The processor is configured to fetch targets of at least one existing drug that is similar to the drug to obtain a drug target list. Herein, the target of the drug is usually a protein, which is intrinsically associated with a particular disease process. Furthermore, the target could be addressed by the drug to produce a desired therapeutic effect. Herein, the target is identified and characterized by identifying function of a possible therapeutic agent, wherein the therapeutic agent may be a gene and/or protein and their role in a disease. In this regard, the at least one drug interacts with multiple targets rather than with a single target. Subsequently, the targets that are identified are listed down in a target list, wherein the target list comprises all the targets relevant to the at least one drug given as input to the processor.
Optionally, the processor is configured to use literature mining to fetch drug targets of the known drug. Herein, a majority of new targets are derived from novel biological discoveries first appearing in scientific literature. Herein, sentences are extracted from publications or documents. Furthermore, literature mining uses various keyword mechanisms and countless forms of indexing or document and/or publication classification, as well as straightforward semantic or text search, wherein sets of documents may be retrieved with the help of literature mining, generally with additional refinements such as Boolean combinations of search terms, iterative refinement of searches and so forth, to obtain the majority of new targets. Herein, certain techniques, such as for example, but not limited to, Name Entity Recognition (NER) may be used on scientific literature to identify chemicals, targets, genes, pathways, diseases and utilized with algorithms to procure additional biologically significant words. Thereafter, a plethora of similarity and partitional clustering techniques may be used to group the majority of new targets based on their common terms.
Optionally, the processor is configured to use chemical similarity algorithm to identify the at least one exiting drugs that is similar to the drug and/or unknown drugs. Typically, chemical similarity algorithm is an important methodology used to identify compounds with similar bioactivities based on structural similarity between any two drugs. Herein, the fundamental principle behind the chemical similarity algorithm is chemical similarity principle, which states that if two molecules share similar structures, then they will likely have similar bioactivities. Furthermore, the chemical similarity algorithm most commonly uses approaches that use chemical substructure fingerprints, such as non-hashed structural fingerprints, chemical hashed fingerprints. Typically, in non-hashed structural fingerprints such as Open Babel FP3, each molecule is converted into a binary series of ‘0’ and ‘1’, wherein ‘0’ indicates absence of a particular structure and ‘1’ indicates the presence of the particular substance, so as to compare the chemical similarity between two molecules. Conversely, in chemical hashed fingerprints such as Open Babel FP2, path information is derived from molecular graphs to compare the chemical structures. Thereafter, the chemical similarity is obtained using a distance metric, for instance Tanimoto index and so forth, after procuring chemical fingerprints of the molecules. Moreover, the targets of the drug may be inferred from structured databases with annotated targets sharing highest similarity to the target. Herein, the structured databases may be public bioactivity databases such as for example, but not limited to chemical database maintained by European Bioinformatics Institute of the European Molecular Biology Laboratory (ChEMBL®), PubChem®, DrugBank. If the drug is an unknown drug, then in that case the targets of the drugs which are highly similar to the unknown drug can be considered as the targets of the unknown drug.

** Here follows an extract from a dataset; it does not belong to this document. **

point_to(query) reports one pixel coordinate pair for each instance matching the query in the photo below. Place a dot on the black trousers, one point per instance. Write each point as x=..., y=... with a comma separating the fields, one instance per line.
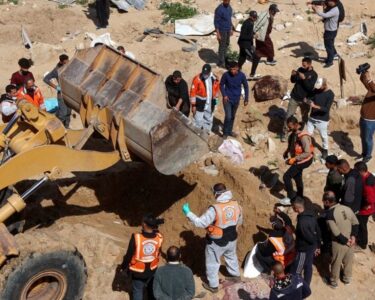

Optionally, machine learning algorithm is used to fetch targets of the drug that is unknown. Typically, the machine learning algorithm is a computational approach which can leverage the growing number of large-scale human genomics and proteomics data sets to make in-silico target identification. Herein, machine learning algorithm is used to prioritize the targets according to their similarity to approved drug targets. Notably, the machine learning algorithm predicts the targets of the drug, wherein the drug is an unknown compound. Furthermore, training dataset of the machine learning algorithm may comprise 37,000 compounds and 3000 target information.
Optionally, the processor is configured to use molecular docking method to fetch drug targets of the known drugs and/or unknown drugs. Herein, molecular docking method is bioinformatic modelling that involves interaction of two or more molecules to provide a stable adduct, wherein the term “adduct” refers to a complex that forms when a chemical binds to a biological molecule, such as protein. Subsequently, the molecular docking depends upon binding properties of the targets and ligands of the drug that is unknown and predicts the 3D structure of any complex. Herein, the molecular docking unstructured databases to search for targets, wherein the targets should be in a proper Protein Databank Format (PDB) format. Additionally, the ligand is prepared as a PDB file using software such as Discovery Studio®. Thereby, the ligands are able to organize based upon their ability to interact with given target. Moreover, the molecular docking of small molecules of small molecules to the targets include a pre-defined sampling of possible conformation of the ligand in a particular groove of the targets so to establish an optimized conformation of the complex. Typically, the molecular docking is performed by simulation approach and shape complementarity approach. In particular, high-throughput virtual screening (HTVS) is used for docking many ligands against one or a few receptors, and a combination of pose identification and scoring algorithms constitute foundation of docking engines, including DOCK and AutoDOCK. Furthermore, results of the molecular docking results are evaluated either by visual inspection of the ligand or quantitatively using a scoring algorithm. Herein, HTVS reduces number of intermediate conformations throughout the process of molecular docking, and also reduces thoroughness of final torsional refinement and sampling.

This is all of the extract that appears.